In a meeting with then Congress chief Rahul Gandhi on June 19, former Karnataka Chief Minister Siddaramaiah reportedly conveyed that Congress MLAs were growing disconcerted with the JD(S) alliance in Karnataka.
Around the same time, a group of MLAs from Bengaluru considered Siddaramaiah loyalists held a breakfast meeting with a young Congress MLA known to be disgruntled — like them — over being denied berths in the state Cabinet. Congress sources said rebels asked the young MLA to join them to exert pressure or join the BJP.
One of the MLAs, according to Congress sources aware of the breakfast meeting, was S T Somashekhar, who is among 16 coalition rebels whose resignations on July 6 plunged the alliance into crisis. The resignations, if accepted, will mean the Congress-JD(S) government will lose majority in the 224-member House.
The pressure group of rebel MLAs that has emerged since July 6 did not feature the young Congress MLA, but it did include at least nine other legislators considered loyal to Siddaramaiah.
And as the coalition totters on the brink of collapse, the Congress’s central leadership and Siddaramaiah, its mainline popular leader in the state, seem to be working at cross purposes — one to preserve the coalition and the other to dismantle it in its current form with JD(S) in the driver’s seat.
A bete noire of the former PM H D Devegowda’s clan, Siddaramaiah quit the JD(S) in 2006 to join the Congress, and the ignominy of having to bow before his rival and Chief Minister H D Kumaraswamy has been apparent since the coalition took shape in May 2018.
Siddaramaiah believed that the BJP, which emerged the single largest party without a clear majority, would forge an alliance with the JD(S) and, in the bargain, finish the regional party over time.
In his meeting with Gandhi, Siddaramaiah also reportedly conveyed to him that the alliance had hurt the Congress in the Lok Sabha polls, where the Congress and JD(S) won just one seat each of 28 while the BJP swept 25 seats.
Indirectly, Siddaramaiah suggested to Gandhi that it was time to pull out of the coalition or change the power equation which was heavily stacked in favour of the JD(S) despite the numbers —the Congress had 79 MLAs compared to the 37 for the JD(S).
Siddaramaiah has denied that he sought to end the alliance. “I cannot reply to rumours. I have not stated anything and neither has Rahul Gandhi,” he had said.

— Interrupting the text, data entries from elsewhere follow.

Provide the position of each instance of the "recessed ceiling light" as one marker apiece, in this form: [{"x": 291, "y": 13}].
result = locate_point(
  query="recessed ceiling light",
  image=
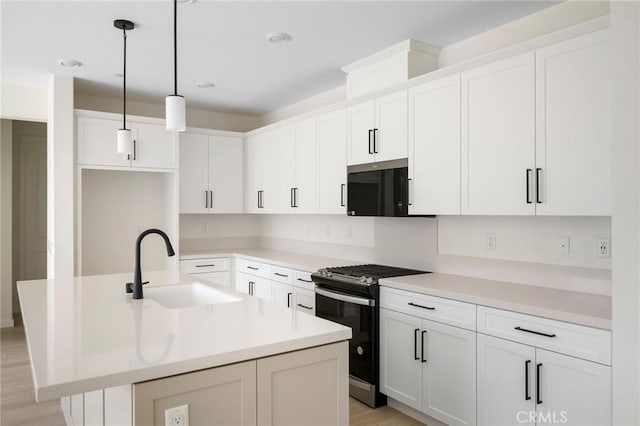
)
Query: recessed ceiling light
[
  {"x": 278, "y": 37},
  {"x": 69, "y": 63}
]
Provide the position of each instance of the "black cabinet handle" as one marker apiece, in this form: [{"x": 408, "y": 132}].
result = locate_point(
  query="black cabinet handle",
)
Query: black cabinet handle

However, after the meeting, JD(S) national president H D Devegowda told his party to prepare for mid-term polls and worked his connections in the Congress to ensure the tie-up did not end abruptly.
While there have been festering issues on governance between the allies over the past year, the exact trigger for the current crisis which threatens to end the coalition is unclear.
Congress insiders refer to an ongoing police investigation into the IMA group ponzi scheme. Several top Congress leaders are linked to Mohammed Mansoor Khan, the absconding founder of the IMA Group, accused of cheating over 45,000 investors of funds to the tune of Rs 1,000 crore.
An SIT probing the case issued notices to Congress leader Roshan Baig, who was suspended in May for anti-party activities. He joined the Congress rebels on July 6.
Among the issues flagged by Bengaluru MLAs, part of the 16 rebels, is the alleged interference of Kumaraswamy and his brother H D Revanna in their constituencies and Bengaluru city.
“We have reached a situation where the coalition is not working. Despite being chairman of the Bangalore Development Authority, my powers have been usurped by others,’’ said Somashekhar.
And JD(S) MLA Narayana Gowda, who has also quit, cited interference by the Gowda family in his constituency as a factor for his resignation.
Though the Congress and JD(S) have publicly claimed that the BJP is behind the current crisis, leaders in both parties admit internal strife is actually pulling the alliance apart.
“The BJP has played a minimal role in this current crisis. They have tried to grab the opportunities created by the infighting in the coalition,” said a Congress leader.
Sources said one of the proposals the Congress has mooted is to make Siddaramaiah the CM and appoint Kumaraswamy’s brother Revanna his deputy to save the coalition. Devegowda, however, has not agreed, sources said.
Siddaramaiah has responded to the accusations by saying that all Congress MLAs are his associates. “Not just the MLAs who have resigned, but all 78 Congress MLAs are dear to me and to almost all leaders of our party. It hurts me when it is selectively stated that the MLAs who are quitting are all my associates,” he said.